Answer
$f(1)=1$ is the absolute maximum value.
$f(0)=0$ is the absolute minimum value.
Work Step by Step
The Closed Interval Method
1) Function $f$ must be continuous on the closed interval $[a, b]$
2) Find the values of $f$ at the critical points in $(a,b)$ and the values of $f$ at the endpoints.
3) Compare the values.
- The largest is the absolute maximum value.
- The smallest is the absolute minimum value.
$$f(x)=\frac{x}{x^2-x+1},\hspace{1.5cm}[0, 3]$$
First, $f(x)$ is continuous on the interval $[0,3]$, so the Closed Interval Method can be applied here.

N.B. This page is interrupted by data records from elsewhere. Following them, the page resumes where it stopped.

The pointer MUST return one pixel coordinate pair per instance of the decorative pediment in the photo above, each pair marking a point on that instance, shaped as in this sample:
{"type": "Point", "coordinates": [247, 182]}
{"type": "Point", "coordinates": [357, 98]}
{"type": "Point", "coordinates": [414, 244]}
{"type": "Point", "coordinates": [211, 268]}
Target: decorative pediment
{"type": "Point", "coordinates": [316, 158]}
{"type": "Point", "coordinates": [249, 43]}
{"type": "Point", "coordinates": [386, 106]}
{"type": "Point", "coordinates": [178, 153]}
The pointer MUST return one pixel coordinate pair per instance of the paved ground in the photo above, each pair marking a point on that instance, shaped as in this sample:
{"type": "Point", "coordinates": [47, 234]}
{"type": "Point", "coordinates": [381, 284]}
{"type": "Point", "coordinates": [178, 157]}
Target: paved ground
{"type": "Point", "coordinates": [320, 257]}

1) Find critical points of $f$
$$f'(x)=\frac{1(x^2-x+1)-x(2x-1)}{(x^2-x+1)^2}$$
$$f'(x)=\frac{x^2-x+1-2x^2+x}{(x^2-x+1)^2}$$
$$f'(x)=\frac{-x^2+1}{(x^2-x+1)^2}$$
$f'(x)$ does not exist when $$x^2-x+1=0.$$ However, as $x^2-x+1\ne0$ for all real x, there are no values of $x$ so that $f'(x)$ does not exist.
Also, $$f'(x)=0$$
$$-x^2+1=0$$
$$x^2=1$$
$$x=\pm1$$
$x=\pm1$ all belong to the domain of $f$, so they are all critical points. However, only $x=1$ lies in interval $(0, 3)$ given, so only $x=1$ will move to the next sections.
2) Calculate the values of $f$ at critical points and endpoints.
- Critical points: $x=1$
$$f(1)=\frac{1}{1^2-1+1}=\frac{1}{1}=1$$
- End points: $x=0$ and $x=3$
$$f(0)=\frac{0}{0^2-0+1}=0$$
$$f(3)=\frac{3}{3^2-3+1}=\frac{3}{7}$$
3) Comparison
Among the results:
- $f(1)=1$ is the largest, so $f(1)=1$ is the absolute maximum value.
- $f(0)=0$ is the smallest, so $f(0)=0$ is the absolute minimum value.